# Compilation of basic results related to regular language

* Results related to Pumping Lemma

Theorem.  A language $L$ accepted by a DFA $A$ of $n$ states is

1. nonempty if and only if $A$ accepts a sentence of length less lean $n$.
2. infinite if and only if $A$ accepts a sentence of length $\ell$ with $n \le \ell < 2n$.

The union of the following languages, $L_1 \cup L_2$, is non-regular, but nevertheless it cannot be proven using pumping lemma.

$L_1 = \{u_1 v_1 w v_2 u_2 : u_1,u_2,v_1,v_2,w \in [4]^*,$ and either $v_1=w$, $v_1=w$, or $v_2=v_2\}$

$L_2 = \{w : w\in [4]^*,$ and precisely $1/7$ of symbols in $w$ are 3’s $\}$

* Regular languages are precisely constant-space languages

Theorem.  A regular language can be recognized by a two-way read-only Turing machine.

Proof sketch.  Record the configuration of each time we first visit the $i$-th cell.  Define a finite automaton to simulate the same behavior.

Theorem.  $\textsc{Space}(o(\log\log n))$ is the same as $\textsc{Space}(1)$, both are the class of regular languages.  That is, having an algorithm that uses $o(\log\log n)$-space is equal to not using any space.

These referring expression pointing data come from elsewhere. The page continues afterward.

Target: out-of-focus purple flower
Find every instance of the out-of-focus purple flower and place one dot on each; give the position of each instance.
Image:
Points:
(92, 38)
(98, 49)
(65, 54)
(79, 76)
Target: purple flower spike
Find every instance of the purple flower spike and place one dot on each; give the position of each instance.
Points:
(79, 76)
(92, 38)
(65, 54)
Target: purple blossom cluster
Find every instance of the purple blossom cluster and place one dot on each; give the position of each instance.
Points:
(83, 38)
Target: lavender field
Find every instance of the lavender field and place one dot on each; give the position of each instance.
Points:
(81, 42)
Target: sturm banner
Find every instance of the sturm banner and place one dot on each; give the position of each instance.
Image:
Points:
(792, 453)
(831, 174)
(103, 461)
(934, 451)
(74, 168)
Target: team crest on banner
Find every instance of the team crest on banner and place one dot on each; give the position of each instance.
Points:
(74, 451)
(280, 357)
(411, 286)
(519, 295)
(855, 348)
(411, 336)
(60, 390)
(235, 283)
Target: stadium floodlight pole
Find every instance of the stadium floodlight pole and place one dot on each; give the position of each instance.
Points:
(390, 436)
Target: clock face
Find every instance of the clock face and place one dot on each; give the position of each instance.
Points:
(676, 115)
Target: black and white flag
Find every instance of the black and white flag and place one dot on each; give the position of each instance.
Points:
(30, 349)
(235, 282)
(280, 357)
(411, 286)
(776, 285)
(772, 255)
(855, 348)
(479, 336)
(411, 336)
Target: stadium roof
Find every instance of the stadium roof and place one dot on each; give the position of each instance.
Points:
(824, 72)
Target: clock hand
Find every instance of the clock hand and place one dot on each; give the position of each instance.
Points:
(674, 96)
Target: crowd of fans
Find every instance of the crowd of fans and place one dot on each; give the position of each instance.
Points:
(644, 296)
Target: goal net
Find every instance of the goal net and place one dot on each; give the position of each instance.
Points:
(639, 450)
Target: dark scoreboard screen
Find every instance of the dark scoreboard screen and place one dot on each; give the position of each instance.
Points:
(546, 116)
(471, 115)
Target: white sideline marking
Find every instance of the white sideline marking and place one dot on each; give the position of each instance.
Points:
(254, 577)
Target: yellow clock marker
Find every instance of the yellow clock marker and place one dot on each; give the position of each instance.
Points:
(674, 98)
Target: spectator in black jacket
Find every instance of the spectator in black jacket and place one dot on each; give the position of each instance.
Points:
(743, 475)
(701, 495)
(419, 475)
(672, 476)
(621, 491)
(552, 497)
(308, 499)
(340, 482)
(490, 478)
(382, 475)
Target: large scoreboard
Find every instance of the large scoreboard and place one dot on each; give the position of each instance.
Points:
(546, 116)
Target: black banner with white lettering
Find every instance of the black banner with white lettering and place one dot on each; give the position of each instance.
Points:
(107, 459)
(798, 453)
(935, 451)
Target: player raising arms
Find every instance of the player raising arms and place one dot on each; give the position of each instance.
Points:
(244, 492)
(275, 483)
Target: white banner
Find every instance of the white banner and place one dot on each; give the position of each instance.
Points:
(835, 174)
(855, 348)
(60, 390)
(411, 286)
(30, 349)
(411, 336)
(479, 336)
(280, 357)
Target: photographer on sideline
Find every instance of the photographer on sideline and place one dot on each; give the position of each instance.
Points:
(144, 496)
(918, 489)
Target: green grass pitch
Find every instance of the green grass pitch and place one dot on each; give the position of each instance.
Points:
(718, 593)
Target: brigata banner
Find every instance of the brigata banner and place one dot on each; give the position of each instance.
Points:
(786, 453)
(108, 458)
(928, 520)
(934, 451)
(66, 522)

Proof sketch.  If a Turing machine uses $s(n)$ space, there are $2^{O(s(n))}$ possible configurations and $2^{2^{O(s(n))}}$ possible crossing sequences.  If $s(n) = o(\log\log n)$ then there are two crossing sequences that are the same, and we can further shorten a shortest string accepted by the machine by the following lemma:

Lemma.  Let $M$ be a machine and $x$ be the input.  Suppose two crossing sequence $C_i$ and $C_j$ are equal; then by removing the substring of $x$ from index $i+1$ to $j-i$ (assume $i < j$), we get another string that is accepted by the machine $M$.

The following language is non-regular but can be decided in $O(\log\log n)$ space:

$L = \{\#(0)_2\#(1)_2\# \ldots \#(2^k-1)_2\# : k \ge 0\}$,

where $(i)_2$ is the binary representation of $i$.

* Generating function of regular language

For a given language $L \subseteq \Sigma^*$,

$S_L(z) = \sum_{n\ge 0} |L \cap \Sigma^n| z^n$

is the generating function of $L$.  Using analytic combinatorics we can prove the following useful facts.

Theorem.  For a regular language $L$, the generating function $S_L(z)$ is rational.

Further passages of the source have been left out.